C’est que si j’ai adoré mon expérience en tant qu’usineur, j’en suis aussi sorti parfaitement épuisé.
Cette pause traditionnelle du mois d’août est donc devenue une sorte de revanche sur ces longs mois pendant lesquels j’étouffais dans l’atelier d’usinage.
Mon but à l’époque se limitait à obéir à un hortator assis dans le confort de son bureau climatisé, qui nous exhortait à ramer en rythme malgré la soif et la touffeur. Ce qui me valait de sculpter bien malgré moi mon summer body alors que je n’en demandais pas tant.

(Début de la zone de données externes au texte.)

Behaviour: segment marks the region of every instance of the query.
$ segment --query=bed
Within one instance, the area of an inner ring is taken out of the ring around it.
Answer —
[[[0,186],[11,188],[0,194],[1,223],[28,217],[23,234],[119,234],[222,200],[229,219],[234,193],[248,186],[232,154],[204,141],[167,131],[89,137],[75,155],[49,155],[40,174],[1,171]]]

Comme un galérien traumatisé refuserait de s’approcher à moins de 100 mètres du littoral, le mois d’août est donc devenu un mois de repos impérieux. Un mois pendant lequel la châleur acablante de l’été est un prétexte pour se régéner des épreuves de l’année.
Or vous l’aurez noté, le mois d’août commence incessamment sous peu.
Et la semaine qui vient se s’écouler était donc la dernière semaine avant cette traditionnelle trêve estivale.
L’occasion de poser un jalon
La semaine qui précède une pause estivale est toujours l’occasion de graver une marque dans notre feuille de route.
À la manière de l’alpiniste qui profite des derniers mètres qui le séparent du premier camp de la face sud de l’Everest pour jeter un œil en arrière, avant de profiter d’un repos bien mérité. À ce moment précieux, il savoure enfin le chemin parcouru.
6 035 mètres d’altitude, ce n’est pas donné à tout le monde.
Grisé par un manque d’oxygène déjà significatif, l’alpiniste sort alors la carte de l’Everest sur laquelle il a tracé le parcours de son ascension. Et conformément à ce qu’il s’était promis de faire quand il serait arrivé à ce point, il gribouille d’une coche victorieuse l’emplacement du camp numéro 1.
Sur cette dernière semaine de juillet, c’est précisément ce que j’ai fait.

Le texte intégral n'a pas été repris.